FaceApp Upload All Your Gallery Photos on Its Servers
Rumors have it that FaceApp will upload every picture on your camera roll to its servers. Not only the photo you filtered but every single photo on your camera roll. This is a scary and blatant attack on user privacy if it were true. However, it turned out that this rumor is false.
using a network traffic analyzer, I tried to replicate the thing people are talking about with FaceApp allegedly uploading your full camera roll to remote servers, but I did not see the reported activity occur.
here is marlo stanfiekd with a beard though pic.twitter.com/6wy8cHLNuA
— Will Strafach (@chronic) July 17, 2019
What is true though is that FaceApp uploads the photo you select to its server so they can apply filters server-side. This may not be disturbing to other people, but it’s alarming for those who are advocates of digital privacy. How would you feel about your photo being stored in a server located in some country you don’t know?
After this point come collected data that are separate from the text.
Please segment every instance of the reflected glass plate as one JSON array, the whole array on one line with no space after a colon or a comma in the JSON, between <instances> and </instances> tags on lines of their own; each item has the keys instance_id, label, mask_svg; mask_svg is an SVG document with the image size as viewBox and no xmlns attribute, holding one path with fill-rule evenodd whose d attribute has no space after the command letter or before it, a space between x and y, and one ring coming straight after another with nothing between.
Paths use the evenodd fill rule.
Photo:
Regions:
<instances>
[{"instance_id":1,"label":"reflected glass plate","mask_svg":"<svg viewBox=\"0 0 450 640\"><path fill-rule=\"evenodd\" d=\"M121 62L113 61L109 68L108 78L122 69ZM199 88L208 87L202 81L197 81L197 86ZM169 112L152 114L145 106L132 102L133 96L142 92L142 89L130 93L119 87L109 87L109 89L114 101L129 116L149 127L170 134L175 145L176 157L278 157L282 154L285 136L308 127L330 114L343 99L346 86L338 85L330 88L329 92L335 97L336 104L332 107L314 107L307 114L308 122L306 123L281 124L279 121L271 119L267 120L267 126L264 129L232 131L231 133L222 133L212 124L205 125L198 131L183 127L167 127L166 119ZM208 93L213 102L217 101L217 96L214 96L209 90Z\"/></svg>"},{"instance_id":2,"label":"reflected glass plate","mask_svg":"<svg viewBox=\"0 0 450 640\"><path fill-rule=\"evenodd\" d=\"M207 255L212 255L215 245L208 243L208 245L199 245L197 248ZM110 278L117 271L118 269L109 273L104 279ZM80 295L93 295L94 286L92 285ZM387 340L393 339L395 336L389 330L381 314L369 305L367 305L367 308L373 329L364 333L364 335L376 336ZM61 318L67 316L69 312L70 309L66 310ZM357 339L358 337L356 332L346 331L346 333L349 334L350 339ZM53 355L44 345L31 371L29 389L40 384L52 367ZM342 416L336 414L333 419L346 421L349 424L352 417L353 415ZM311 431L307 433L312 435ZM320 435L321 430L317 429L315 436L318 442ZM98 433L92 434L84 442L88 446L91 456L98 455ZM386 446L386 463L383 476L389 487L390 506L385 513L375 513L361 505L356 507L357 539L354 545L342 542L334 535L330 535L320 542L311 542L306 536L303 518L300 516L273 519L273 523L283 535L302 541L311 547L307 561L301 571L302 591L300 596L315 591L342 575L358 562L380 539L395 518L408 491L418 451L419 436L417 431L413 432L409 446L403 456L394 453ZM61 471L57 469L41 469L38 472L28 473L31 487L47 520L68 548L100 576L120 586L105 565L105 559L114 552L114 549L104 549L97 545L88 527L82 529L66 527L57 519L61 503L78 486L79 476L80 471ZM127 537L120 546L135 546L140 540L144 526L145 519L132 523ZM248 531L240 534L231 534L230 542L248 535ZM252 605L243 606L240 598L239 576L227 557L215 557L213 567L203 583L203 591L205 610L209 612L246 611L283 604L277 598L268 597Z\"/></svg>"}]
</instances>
The creators of FaceApp said in regards to this privacy issue that “most images are deleted from our servers within 48 hours from the upload date.” Most are not equivalent to all pictures though, so our privacy bells are still ringing.
FaceApp Collects Your Data
- User Content: This includes photos, name, and username that the user has voluntarily provided to FaceApp. This also includes all communication such as service-related emails. Note that users cannot opt-out of these service-related emails, which is an obvious invasion of privacy and can even be against the privacy laws of some countries.
- Analytics Information: The app collects the websites you visit and any add-ons you subscribe to using a third-party analytics tool.
- Logs: This is where it gets disturbing. Logfile information is those that are automatically sent when a user visits an app or a website. It includes the user’s IP address, which is the very thing that VPN users are very protective of (for good reasons too).
- Device identifiers: FaceApp also collects, tracks, and stores (on your device or on their servers) device identifiers such as the operating system, and other information that is unique to the device you are using.
Should You Use FaceApp?
All this information that FaceApp collects and stores for who knows how long are very personal and could lead to you being tracked and monitored without your knowledge. The app masquerades as a photo-enhancement feature but it actually collects data from the social platform you’re using it with.
FaceApp, however, is not alone in doing this. Most applications and even the social media platform you regularly visit collects the same type of information without you knowing it. But just because it’s the norm for most apps and websites doesn’t mean that it’s right and safe. As the end-user, and the ultimate victim in all these, you must protect your privacy by choosing the apps you engage with and the information you share on your social media accounts. For good measure and utmost privacy protection, you can use a low-cost, high-quality VPN like LimeVPN.
A VPN replaces your credentials (including your real IP address) with its own, so your personal information won’t have to reach the app or website that you are accessing. What’s even better is that it encrypts your network traffic so that if someone has gained access to your network, they still can’t read your data. VPNs are a great help in the protection of user privacy, and it is the number one privacy solution used by millions of people and organizations.